The information theorist  $\text{Robert G. Gallager}$  dealt already in 1963 with the following problem:

  • Given a random vector  $\underline{x} = (x_1, \, x_2, \hspace{-0.04cm} \text{ ...} \hspace{0.08cm} , x_n)$  with  $n$  binary elements  $x_i ∈ \{0, \, 1\}$.
  • Known are all probabilities  $p_i = {\rm Pr}(x_i = 1)$  and  $q_i = {\rm Pr}(x_i = 0) = 1 - p_i$  with index  $i = 1, \hspace{-0.04cm}\text{ ...} \hspace{0.08cm} ,\ n$.
  • What we are looking for is the probability that the number of  "ones"  in this vector is even.
  • Or expressed using the  "Hamming weight":   What is the probability  ${\rm Pr}[w_{\rm H}(\underline{x}) {\rm \ is \ even}]$?


The graph illustrates the task for the example  $n = 4$  and  $p_1 = 0.2$,  $p_2 = 0.9$,  $p_3 = 0.3$  and  $p_4 = 0.6$.

  • For the row highlighted in green   ⇒   $\underline{x} = (1, \, 0, \, 0, \, 1)$  holds  $w_{\rm H}(\underline{x}) = 2$  and
$${\rm Pr}(\underline{x}) = p_1 \cdot q_2 \cdot q_3 \cdot p_4 = 0.0084.$$
  • Blue font means  "$w_{\rm H}(\underline{x})$  is even".  Red font stands for  "$w_{\rm H}(\underline{x})$  is odd."
  • The probability  ${\rm Pr}[w_{\rm H}(\underline{x}) {\rm \ is \ even}]$  is the sum of the blue numbers in the last column.
  • The sum of the red numbers gives  ${\rm Pr}[w_{\rm H}(\underline{x}) {\rm \ is \ odd}] = 1 - {\rm Pr}[w_{\rm H}(\underline{x}) {\rm \ is \ even}]$.

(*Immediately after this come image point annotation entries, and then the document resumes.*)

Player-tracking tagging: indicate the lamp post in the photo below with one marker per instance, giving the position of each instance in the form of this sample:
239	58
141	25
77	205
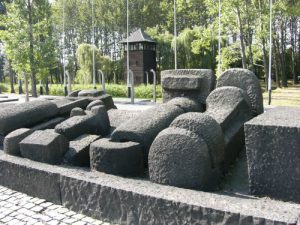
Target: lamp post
175	36
63	46
93	40
219	41
270	56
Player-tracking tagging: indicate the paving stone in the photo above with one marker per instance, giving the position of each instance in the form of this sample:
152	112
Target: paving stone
44	146
25	114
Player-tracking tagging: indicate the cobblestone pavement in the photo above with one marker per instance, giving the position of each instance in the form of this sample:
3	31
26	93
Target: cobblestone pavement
17	208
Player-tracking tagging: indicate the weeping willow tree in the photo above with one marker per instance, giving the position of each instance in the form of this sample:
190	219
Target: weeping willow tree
84	56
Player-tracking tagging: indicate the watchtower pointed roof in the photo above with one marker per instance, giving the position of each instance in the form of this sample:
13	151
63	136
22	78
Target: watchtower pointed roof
138	36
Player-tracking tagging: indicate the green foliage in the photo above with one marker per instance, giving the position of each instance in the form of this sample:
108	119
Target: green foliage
3	88
116	90
84	56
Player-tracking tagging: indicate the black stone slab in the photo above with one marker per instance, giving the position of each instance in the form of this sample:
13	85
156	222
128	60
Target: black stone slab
136	201
273	153
32	178
8	100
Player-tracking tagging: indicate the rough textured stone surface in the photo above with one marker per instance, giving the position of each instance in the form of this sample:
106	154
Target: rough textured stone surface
25	114
142	202
206	84
208	129
78	153
95	122
136	201
187	104
103	123
119	158
184	82
12	140
94	103
144	128
118	116
50	124
76	126
27	176
246	80
179	158
66	108
90	93
273	153
77	112
229	107
44	146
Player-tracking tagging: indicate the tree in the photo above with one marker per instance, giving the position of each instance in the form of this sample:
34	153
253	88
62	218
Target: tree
84	56
27	38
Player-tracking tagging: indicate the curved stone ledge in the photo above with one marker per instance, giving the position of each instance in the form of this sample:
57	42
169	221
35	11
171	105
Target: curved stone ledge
137	201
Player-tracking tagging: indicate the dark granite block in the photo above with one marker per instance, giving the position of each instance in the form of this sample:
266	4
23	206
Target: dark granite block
145	127
25	115
78	153
11	141
131	201
180	158
66	108
50	124
26	176
182	86
184	82
273	153
246	80
44	146
125	158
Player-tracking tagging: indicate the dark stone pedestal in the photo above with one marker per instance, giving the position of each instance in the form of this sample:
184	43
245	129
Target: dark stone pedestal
273	152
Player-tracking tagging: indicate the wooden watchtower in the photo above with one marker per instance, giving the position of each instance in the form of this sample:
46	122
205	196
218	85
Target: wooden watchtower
142	56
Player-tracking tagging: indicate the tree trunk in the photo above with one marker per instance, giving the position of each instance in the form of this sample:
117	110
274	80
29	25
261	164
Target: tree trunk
293	43
265	56
249	36
282	55
11	78
277	62
31	52
241	38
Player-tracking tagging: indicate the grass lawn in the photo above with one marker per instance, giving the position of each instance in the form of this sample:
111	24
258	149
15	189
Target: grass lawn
284	96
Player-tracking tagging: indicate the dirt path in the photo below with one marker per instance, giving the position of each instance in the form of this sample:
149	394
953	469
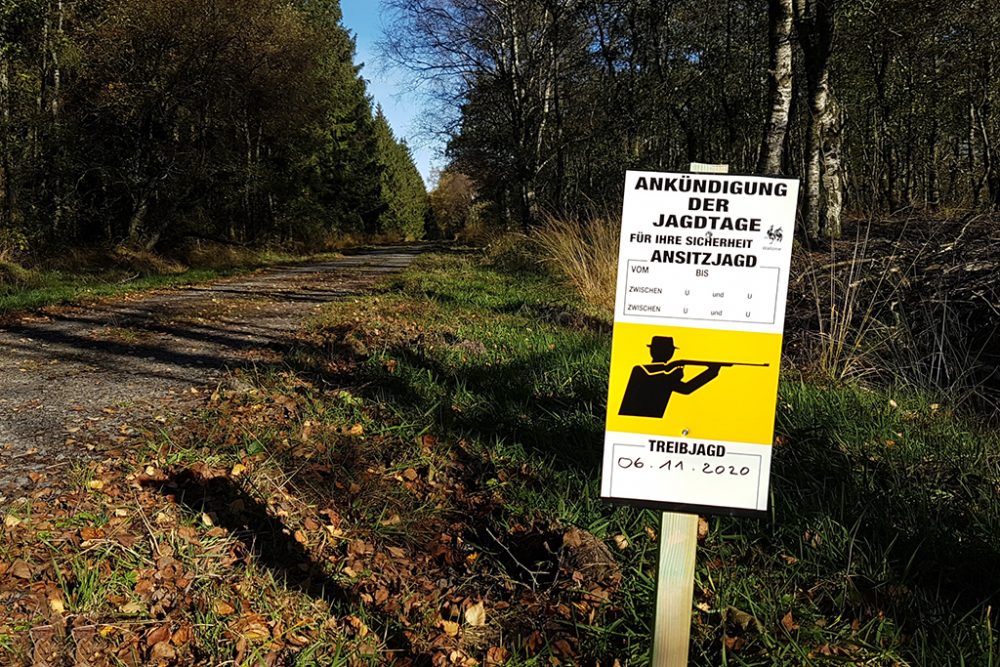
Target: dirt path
70	374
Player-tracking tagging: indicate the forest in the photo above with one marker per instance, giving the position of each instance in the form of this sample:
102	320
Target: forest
882	108
238	121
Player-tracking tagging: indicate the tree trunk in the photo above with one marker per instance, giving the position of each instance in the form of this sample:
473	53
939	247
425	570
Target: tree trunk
9	191
830	124
772	154
814	21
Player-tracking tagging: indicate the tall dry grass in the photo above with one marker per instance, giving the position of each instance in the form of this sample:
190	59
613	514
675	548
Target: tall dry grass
585	253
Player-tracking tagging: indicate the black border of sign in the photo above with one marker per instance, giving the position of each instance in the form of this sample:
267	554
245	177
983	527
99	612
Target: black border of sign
683	508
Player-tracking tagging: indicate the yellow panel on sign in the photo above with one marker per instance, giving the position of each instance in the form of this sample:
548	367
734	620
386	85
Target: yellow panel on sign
716	385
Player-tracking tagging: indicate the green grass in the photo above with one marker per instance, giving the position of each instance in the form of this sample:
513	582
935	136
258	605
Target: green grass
885	525
466	400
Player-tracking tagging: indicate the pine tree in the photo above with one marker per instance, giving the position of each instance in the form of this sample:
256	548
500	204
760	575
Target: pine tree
402	192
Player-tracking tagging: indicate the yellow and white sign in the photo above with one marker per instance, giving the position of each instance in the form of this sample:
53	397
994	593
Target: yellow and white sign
702	284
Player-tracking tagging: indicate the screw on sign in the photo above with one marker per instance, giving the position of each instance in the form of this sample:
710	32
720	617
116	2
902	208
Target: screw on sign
699	319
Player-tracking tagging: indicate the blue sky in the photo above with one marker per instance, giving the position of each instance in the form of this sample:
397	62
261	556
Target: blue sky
389	87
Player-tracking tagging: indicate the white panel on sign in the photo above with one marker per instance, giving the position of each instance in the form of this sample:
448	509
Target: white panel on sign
702	287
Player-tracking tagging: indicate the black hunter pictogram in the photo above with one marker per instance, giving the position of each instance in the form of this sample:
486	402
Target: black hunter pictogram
651	385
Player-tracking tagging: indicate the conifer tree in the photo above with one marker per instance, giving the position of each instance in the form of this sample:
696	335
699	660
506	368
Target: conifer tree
403	195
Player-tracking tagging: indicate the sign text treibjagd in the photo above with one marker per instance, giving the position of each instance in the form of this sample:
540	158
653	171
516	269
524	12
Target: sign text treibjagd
702	282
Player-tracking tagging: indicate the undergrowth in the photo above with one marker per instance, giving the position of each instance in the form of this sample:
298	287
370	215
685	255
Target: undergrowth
418	483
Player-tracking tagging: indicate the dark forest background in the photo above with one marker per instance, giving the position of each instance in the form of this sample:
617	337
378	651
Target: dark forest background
138	122
880	107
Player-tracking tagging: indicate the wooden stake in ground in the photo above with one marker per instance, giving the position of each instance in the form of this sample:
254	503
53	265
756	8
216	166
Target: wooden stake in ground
675	575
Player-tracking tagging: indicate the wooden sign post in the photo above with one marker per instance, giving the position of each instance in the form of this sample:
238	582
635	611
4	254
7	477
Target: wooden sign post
678	553
699	316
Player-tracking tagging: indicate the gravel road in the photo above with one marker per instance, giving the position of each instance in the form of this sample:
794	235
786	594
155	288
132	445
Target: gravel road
70	374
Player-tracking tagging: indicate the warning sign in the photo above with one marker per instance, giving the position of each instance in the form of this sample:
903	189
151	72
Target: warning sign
702	282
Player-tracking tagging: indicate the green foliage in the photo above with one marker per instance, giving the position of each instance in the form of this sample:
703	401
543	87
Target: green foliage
883	530
142	123
403	196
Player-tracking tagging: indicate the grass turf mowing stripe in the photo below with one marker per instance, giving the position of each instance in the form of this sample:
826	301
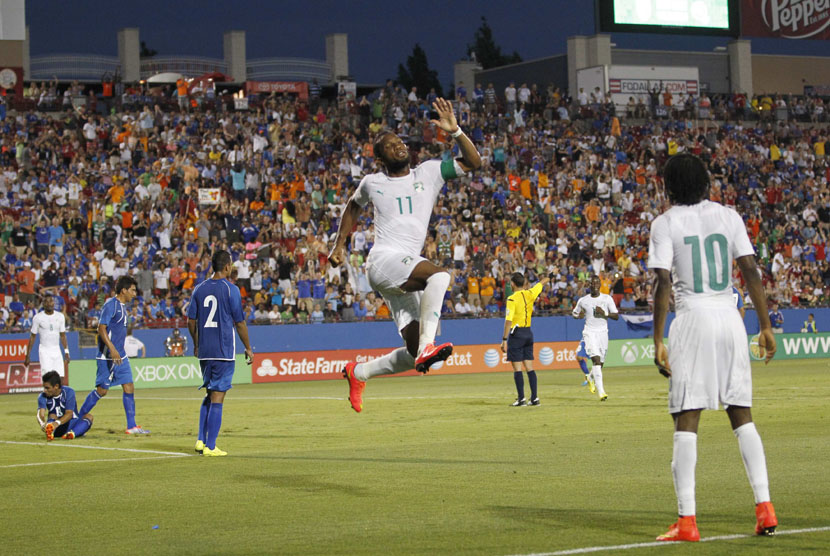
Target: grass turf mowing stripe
589	549
90	461
135	450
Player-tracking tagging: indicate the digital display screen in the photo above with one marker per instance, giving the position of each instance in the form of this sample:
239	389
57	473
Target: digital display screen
714	17
677	13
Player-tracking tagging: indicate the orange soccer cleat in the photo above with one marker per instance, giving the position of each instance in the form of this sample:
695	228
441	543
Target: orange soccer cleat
684	529
432	354
355	387
766	520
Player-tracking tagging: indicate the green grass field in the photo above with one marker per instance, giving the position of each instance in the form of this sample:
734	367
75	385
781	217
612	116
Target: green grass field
433	465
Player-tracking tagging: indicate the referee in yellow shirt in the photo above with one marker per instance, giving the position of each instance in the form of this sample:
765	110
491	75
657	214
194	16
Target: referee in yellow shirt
517	339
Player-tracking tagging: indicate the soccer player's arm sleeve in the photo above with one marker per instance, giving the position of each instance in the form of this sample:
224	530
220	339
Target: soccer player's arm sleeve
192	308
510	307
361	194
70	402
107	311
660	251
450	169
741	245
236	306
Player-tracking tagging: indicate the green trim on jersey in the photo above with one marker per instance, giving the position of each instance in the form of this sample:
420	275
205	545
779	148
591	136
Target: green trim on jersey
448	169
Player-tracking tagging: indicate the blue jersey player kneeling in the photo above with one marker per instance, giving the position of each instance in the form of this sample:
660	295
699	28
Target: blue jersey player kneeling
214	312
113	363
57	410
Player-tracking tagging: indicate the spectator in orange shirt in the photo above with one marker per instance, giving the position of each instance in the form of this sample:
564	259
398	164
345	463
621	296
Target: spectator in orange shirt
26	282
487	285
473	287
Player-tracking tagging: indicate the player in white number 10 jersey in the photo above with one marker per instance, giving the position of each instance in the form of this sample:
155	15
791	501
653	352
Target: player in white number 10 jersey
596	308
50	325
412	286
707	361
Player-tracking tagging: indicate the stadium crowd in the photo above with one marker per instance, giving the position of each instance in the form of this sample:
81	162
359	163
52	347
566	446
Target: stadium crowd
568	186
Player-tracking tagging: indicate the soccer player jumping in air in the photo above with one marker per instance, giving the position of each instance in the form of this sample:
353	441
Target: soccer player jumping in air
707	360
113	363
412	286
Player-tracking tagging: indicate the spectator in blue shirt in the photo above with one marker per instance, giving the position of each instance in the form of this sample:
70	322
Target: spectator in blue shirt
776	318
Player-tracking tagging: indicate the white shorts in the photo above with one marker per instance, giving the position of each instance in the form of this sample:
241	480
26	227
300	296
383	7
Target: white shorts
387	272
51	360
596	343
709	359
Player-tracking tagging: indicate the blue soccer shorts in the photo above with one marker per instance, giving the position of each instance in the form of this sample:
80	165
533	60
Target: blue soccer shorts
217	374
110	374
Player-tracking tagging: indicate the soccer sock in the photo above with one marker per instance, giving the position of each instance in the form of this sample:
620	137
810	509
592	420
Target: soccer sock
89	402
431	300
520	384
129	409
81	426
684	459
397	361
214	424
531	378
752	452
203	411
597	372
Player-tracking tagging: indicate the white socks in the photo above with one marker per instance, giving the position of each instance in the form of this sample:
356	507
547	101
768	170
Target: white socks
752	452
684	459
432	298
596	371
394	362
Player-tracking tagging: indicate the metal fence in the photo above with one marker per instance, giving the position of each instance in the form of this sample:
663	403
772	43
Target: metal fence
91	68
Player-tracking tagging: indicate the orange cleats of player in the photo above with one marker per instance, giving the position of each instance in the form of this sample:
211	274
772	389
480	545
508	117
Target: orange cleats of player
766	520
432	354
355	387
684	529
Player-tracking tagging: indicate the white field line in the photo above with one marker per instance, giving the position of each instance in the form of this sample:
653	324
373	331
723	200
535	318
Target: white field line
117	460
62	445
336	398
590	549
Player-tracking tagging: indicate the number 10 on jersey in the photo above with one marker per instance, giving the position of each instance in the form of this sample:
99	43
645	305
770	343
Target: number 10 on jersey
401	203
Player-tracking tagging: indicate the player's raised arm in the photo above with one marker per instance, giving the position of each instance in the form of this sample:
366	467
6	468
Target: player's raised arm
749	271
470	159
348	220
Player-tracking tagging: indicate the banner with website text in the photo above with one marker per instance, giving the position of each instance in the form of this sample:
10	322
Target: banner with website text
325	365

Gallager solved the problem in an analytical way:

$$ {\rm Pr} \left [w_{\rm H}(\underline{x})\hspace{0.15cm}{\rm is \hspace{0.15cm} even} \right ] \hspace{-0.15cm} \ = \ \hspace{-0.15cm} 1/2 \cdot [1 + \pi]\hspace{0.05cm},$$
$${\rm Pr} \left [w_{\rm H}(\underline{x})\hspace{0.15cm}{\rm is \hspace{0.15cm} odd} \right ] \hspace{-0.15cm} \ = \ \hspace{-0.15cm} 1/2 \cdot [1 - \pi]\hspace{0.05cm}.$$

Here the following auxiliary variable is used:

$$\pi = \prod\limits_{i =1}^{n} \hspace{0.25cm}(1-2p_i) \hspace{0.05cm}.$$

One applies the equation,  for example,  to calculate the extrinsic  L–values of a  "single parity–check code".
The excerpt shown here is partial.